Continuing with the example from above, the conflict clause $C$ is added as a new clause $c_8$ and after the backjump the updated set of clauses would now be:

\begin{align*} {c_1} &= \{{\color{red}{x_2}},{{x_3}}\} \\ \color{green}{c_2} &= \{{\color{red}{\lnot x_1}},{\color{green}{\lnot x_2}}\} \\ {c_3} &= \{{{\lnot x_3}},{{\lnot x_4}}\} \\ \color{green}{c_4} &= \{{\color{green}{\lnot x_2}},{{\lnot x_4}}\} \\ {c_5} &= \{{{x_4}},{{x_5}},{{x_6}}\} \\ {c_6} &= \{{{\lnot x_5}},{{x_7}}\} \\ {c_7} &= \{{{\lnot x_6}},{{x_7}},{{\lnot x_8}}\} \\ c_8 &= \{{\color{red}{x_2}},\lnot x_4\} \end{align*}

And $c_8$ is still asserting and immediately implies that $x_4$ must be set to false. (Technically $c_1$ is also asserting at decision level 1, so this example assumes BCP was not applied on $c_1$ when it could have been.)

Takeaway¶

The CDCL algorithm described will take exponential time in the worst case since it essentially might have to try every possible assignment before concluding that an expression is unsatisfiable.

In fact, in 1985, Haken showed that there are expressions that are trivially unsatisfiable that CDCL solvers will use exponential time to solve! (At least so long as the internal reasoning of the solver is based on applying the resolution rule.)

Despite this extremely pessimistic result the CDCL algorithm described here actually performs surprisingly well on many cases of interest.

Of course, there are a number of additional strategies that make modern SAT solvers perform well in practice.

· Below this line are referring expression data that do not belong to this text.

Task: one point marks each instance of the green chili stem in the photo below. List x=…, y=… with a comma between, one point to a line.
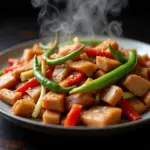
x=54, y=87
x=61, y=59
x=117, y=55
x=110, y=77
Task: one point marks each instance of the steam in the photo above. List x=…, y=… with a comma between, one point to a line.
x=88, y=17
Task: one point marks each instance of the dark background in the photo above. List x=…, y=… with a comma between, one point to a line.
x=18, y=23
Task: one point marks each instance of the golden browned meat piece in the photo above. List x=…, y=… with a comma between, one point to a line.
x=105, y=44
x=84, y=66
x=112, y=95
x=146, y=98
x=51, y=117
x=100, y=116
x=85, y=99
x=34, y=93
x=143, y=72
x=10, y=97
x=60, y=72
x=64, y=50
x=54, y=101
x=23, y=108
x=106, y=64
x=7, y=80
x=138, y=105
x=136, y=84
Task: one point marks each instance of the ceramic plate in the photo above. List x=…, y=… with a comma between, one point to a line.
x=17, y=51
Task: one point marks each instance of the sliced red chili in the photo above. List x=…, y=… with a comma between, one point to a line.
x=11, y=61
x=73, y=79
x=96, y=52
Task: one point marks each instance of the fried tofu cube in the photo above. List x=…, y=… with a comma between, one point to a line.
x=106, y=64
x=84, y=66
x=84, y=99
x=7, y=80
x=136, y=84
x=112, y=95
x=54, y=101
x=51, y=117
x=100, y=116
x=10, y=97
x=34, y=93
x=138, y=105
x=146, y=99
x=105, y=44
x=143, y=72
x=23, y=108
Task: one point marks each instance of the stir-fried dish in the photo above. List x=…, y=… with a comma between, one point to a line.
x=85, y=82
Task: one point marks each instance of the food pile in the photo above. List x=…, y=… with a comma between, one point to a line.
x=80, y=82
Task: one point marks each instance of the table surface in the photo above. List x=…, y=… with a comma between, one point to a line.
x=14, y=137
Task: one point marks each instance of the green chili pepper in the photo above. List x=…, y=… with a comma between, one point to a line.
x=110, y=77
x=61, y=59
x=45, y=47
x=54, y=87
x=118, y=55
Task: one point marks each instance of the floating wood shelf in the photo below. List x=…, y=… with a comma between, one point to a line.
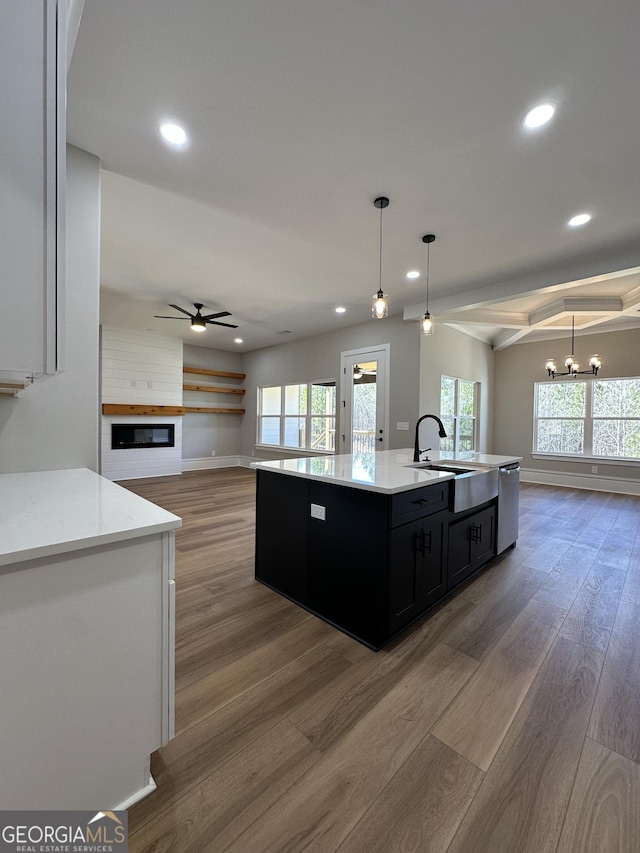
x=213, y=388
x=205, y=372
x=125, y=409
x=214, y=409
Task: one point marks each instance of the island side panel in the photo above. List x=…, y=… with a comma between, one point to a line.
x=282, y=510
x=348, y=552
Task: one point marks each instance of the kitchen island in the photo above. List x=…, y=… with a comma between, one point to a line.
x=87, y=639
x=370, y=541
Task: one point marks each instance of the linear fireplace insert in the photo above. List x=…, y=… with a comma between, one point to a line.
x=137, y=435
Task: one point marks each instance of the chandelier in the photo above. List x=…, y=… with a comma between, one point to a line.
x=573, y=368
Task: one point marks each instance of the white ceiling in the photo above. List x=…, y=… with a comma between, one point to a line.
x=301, y=112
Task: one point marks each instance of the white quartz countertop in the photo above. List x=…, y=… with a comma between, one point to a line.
x=51, y=512
x=383, y=471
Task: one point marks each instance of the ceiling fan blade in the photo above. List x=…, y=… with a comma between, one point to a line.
x=178, y=308
x=219, y=314
x=215, y=323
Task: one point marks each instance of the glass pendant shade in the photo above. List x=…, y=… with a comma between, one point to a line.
x=426, y=324
x=380, y=306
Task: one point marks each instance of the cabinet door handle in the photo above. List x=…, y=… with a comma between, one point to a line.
x=426, y=538
x=474, y=533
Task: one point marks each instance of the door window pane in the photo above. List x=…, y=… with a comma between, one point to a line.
x=323, y=434
x=466, y=402
x=294, y=432
x=447, y=397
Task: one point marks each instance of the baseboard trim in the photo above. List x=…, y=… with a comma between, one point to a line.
x=149, y=788
x=592, y=482
x=207, y=462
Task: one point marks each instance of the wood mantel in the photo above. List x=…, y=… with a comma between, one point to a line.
x=126, y=409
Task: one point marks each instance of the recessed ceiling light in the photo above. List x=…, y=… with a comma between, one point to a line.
x=539, y=115
x=579, y=219
x=173, y=133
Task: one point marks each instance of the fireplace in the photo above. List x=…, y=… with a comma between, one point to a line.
x=127, y=436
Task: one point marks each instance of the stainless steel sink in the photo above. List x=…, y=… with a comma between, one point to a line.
x=471, y=486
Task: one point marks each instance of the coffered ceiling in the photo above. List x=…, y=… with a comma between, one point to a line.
x=300, y=113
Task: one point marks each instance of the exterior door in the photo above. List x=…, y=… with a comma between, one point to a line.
x=364, y=400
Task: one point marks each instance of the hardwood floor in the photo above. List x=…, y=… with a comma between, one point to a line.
x=506, y=721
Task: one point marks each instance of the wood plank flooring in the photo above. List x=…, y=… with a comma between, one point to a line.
x=505, y=721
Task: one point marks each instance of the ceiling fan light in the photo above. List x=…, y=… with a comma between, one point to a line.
x=426, y=324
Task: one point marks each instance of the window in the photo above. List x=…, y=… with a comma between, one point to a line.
x=298, y=416
x=458, y=405
x=592, y=418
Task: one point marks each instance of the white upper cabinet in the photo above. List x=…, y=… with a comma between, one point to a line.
x=32, y=180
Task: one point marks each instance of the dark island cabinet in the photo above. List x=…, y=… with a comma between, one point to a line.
x=417, y=568
x=366, y=562
x=472, y=543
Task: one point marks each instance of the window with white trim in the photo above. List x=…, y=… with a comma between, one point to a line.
x=458, y=413
x=591, y=418
x=300, y=416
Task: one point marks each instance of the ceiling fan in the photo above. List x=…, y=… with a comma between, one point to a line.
x=198, y=321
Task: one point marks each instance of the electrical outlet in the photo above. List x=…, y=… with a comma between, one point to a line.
x=319, y=512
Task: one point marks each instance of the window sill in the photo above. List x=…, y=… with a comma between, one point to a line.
x=294, y=451
x=592, y=460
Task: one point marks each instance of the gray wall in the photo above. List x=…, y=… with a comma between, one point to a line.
x=519, y=366
x=54, y=423
x=451, y=353
x=203, y=433
x=318, y=357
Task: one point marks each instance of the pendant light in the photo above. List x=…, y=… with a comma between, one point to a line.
x=426, y=322
x=380, y=306
x=573, y=368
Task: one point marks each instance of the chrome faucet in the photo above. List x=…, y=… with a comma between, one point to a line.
x=416, y=446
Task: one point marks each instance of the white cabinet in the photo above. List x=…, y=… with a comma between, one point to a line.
x=87, y=639
x=32, y=179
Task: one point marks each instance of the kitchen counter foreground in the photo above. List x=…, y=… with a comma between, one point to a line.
x=43, y=513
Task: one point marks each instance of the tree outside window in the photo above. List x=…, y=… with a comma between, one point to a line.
x=458, y=403
x=300, y=416
x=592, y=418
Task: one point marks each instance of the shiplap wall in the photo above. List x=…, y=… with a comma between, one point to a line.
x=140, y=368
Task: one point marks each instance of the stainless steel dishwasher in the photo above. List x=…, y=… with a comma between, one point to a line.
x=508, y=505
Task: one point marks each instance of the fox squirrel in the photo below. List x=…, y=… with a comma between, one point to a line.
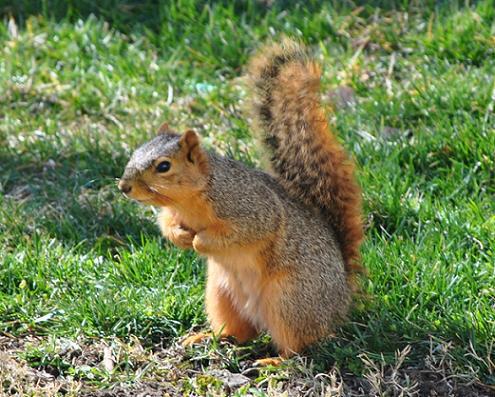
x=282, y=248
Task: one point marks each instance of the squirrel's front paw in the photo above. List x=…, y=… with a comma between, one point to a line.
x=181, y=237
x=201, y=243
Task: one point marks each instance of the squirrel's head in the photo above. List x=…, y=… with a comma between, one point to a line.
x=167, y=169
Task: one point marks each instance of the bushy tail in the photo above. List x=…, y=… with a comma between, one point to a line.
x=306, y=156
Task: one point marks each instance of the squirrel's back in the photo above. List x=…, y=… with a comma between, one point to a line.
x=309, y=161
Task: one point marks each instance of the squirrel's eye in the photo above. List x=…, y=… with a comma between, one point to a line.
x=164, y=166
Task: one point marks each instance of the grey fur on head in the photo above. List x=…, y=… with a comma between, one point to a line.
x=162, y=145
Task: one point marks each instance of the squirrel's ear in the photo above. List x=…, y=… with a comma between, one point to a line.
x=163, y=128
x=189, y=143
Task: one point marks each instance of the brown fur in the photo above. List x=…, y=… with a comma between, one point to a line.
x=310, y=162
x=274, y=262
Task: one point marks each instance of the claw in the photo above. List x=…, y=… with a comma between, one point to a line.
x=195, y=339
x=269, y=361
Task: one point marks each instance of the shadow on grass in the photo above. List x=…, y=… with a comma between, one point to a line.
x=71, y=196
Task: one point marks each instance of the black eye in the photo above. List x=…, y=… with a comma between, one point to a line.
x=164, y=166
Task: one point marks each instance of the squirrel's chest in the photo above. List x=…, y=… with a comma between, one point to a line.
x=241, y=276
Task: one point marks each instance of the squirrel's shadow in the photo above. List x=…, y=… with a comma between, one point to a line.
x=73, y=197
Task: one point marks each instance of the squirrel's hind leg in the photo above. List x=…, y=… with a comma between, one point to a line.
x=224, y=317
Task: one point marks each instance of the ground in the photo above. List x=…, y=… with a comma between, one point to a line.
x=93, y=302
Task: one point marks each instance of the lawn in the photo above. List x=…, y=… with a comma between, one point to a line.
x=93, y=301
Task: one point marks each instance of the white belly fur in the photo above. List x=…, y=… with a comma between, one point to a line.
x=241, y=278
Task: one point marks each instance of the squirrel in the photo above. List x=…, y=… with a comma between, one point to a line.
x=282, y=247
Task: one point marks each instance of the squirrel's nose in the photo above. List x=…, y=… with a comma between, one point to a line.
x=124, y=186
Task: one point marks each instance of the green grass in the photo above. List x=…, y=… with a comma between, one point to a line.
x=77, y=260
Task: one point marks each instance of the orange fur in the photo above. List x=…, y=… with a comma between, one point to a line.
x=311, y=163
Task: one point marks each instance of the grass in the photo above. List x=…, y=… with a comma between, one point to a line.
x=84, y=274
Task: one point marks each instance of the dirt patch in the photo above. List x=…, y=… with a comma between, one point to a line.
x=113, y=368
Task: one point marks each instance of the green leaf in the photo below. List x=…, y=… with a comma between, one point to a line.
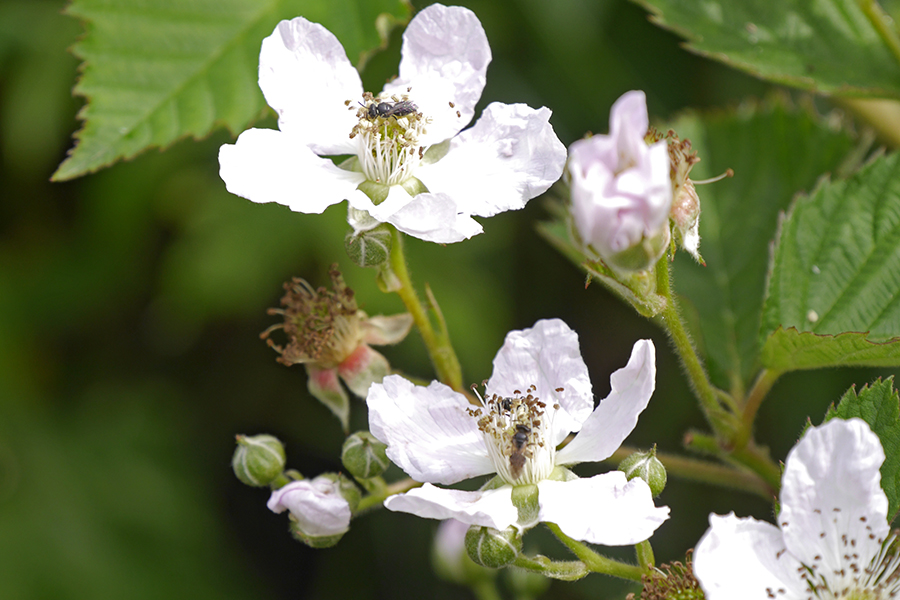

For example, one important aspect that can have a dramatic effect on the solver's running time is how to decide which variable to branch on. Modern solvers apply various heuristics to select the "most promising" next variable to assign a value to (and to select what value it should be assigned to).

In summary, there is still a lot that we don't know about the SAT problem. We don't know if an efficient algorithm for SAT exists, we don't know if SAT can be solved in polynomial time, and we don't know why the CDCL algorithm and the methods used for generating conflict clauses work well in many cases of interest.

Until we have a more complete understanding of SAT we can at least use the solvers that have been developed—and sometimes solve problems that we don't really have any business solving.

For information on how to solve various mathematical problems with a SAT solver see [1].

References¶

[1] Bright, Gerhard, Kotsireas, Ganesh. Effective Problem Solving using SAT Solvers. Maple in Mathematics Education and Research, 2020.